Sunday, August 17, 2008

The Development of a New Car at Toyota

Inside the Mind of Toyota: Management Principles for Enduring GrowthKenji Hiranabe gave a presentation at Agile 2008 about Lean at Toyota. He talks about Nobuaki Katayama, former Chief Engineer at Toyota, and how they build new cars. There are 3 phases to car building:

1. Planning and concept development: concept, style, market research, pre-development, cost and profit target. Spend a lot of time in this phase. Start out with a good concept, then visit dealers and users and get feedback to see if this concept work and then redo. The next 2 phases are management of milestones.

2. Real car development: Design prototyping, evaluation

3. Production and sales:

Managing big projects:

1. Planning and concept management: project backbone, clear appealing points are needed, 1st concept and plan has to be refined until satisfaction, discuss multiple opinions from wide views, rules to avoid immature “go”, calm evaluation with 3rd person

2. Development process management: needs to be a strong dedicated leader with org that supports him, with clear milestones, and supporting people to achieve them, rules to avoid proceeding before achieving them, mechanics to avoid “too late”, trigger of 3rd person, honest communication (face to face), bad news 1st rule, early and reliable backup plan.

3. Resource management: people and money, work hard does not work, visualization estimate based on actual record, make projects slim. Cost: Visualize the target cost, leader owns buffer, assign target cost based on actual record, value sense of completion, avoid sense of being “forced to do”, plan in detail and follow up and adjust seeing the whole

4. Cost management: Reduce cost means save profit so that the company can grow, everyone and every division think about global competition and cost reduction. Culture of do not complain but cooperate. Analyze past and present cost. Use it as base cost data. Reduction of cost is accumulated step by step by everybody. Value engineering is the technical competence. Each team is responsible for reducing cost.

5. Benchmarking: it’s about knowing competitors strategy. Not copy others techniques, but focus of parts that are better than ours. Set performance targets including ahead and behind time difference. Study designs of 2 to 3 years ago and develop product 1 to 2 years away. Use it for continuous competiveness.
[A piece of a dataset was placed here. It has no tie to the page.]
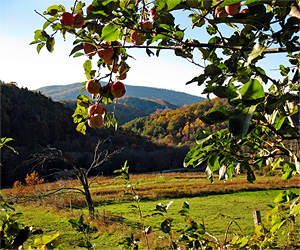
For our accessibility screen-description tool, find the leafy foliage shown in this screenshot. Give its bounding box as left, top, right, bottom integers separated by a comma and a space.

6. Leader attitude: Leadership, teamwork, macroview, passion are good. Dictator, one man shop, leave all to subordinates, charismatic are bad for leadership.


Kenji then contrasts “do it until it’s done” vs. “do it until the time”. Mr. Katayama explained that for phase 1 use do it until it is done and for phases 2 and 3, do it until time.

Kenji wraps up by mentioning the Nobuaki Katayama values consistency and integrity over passion and strong leadership, values engineering thinking, and tries to understand new ideas.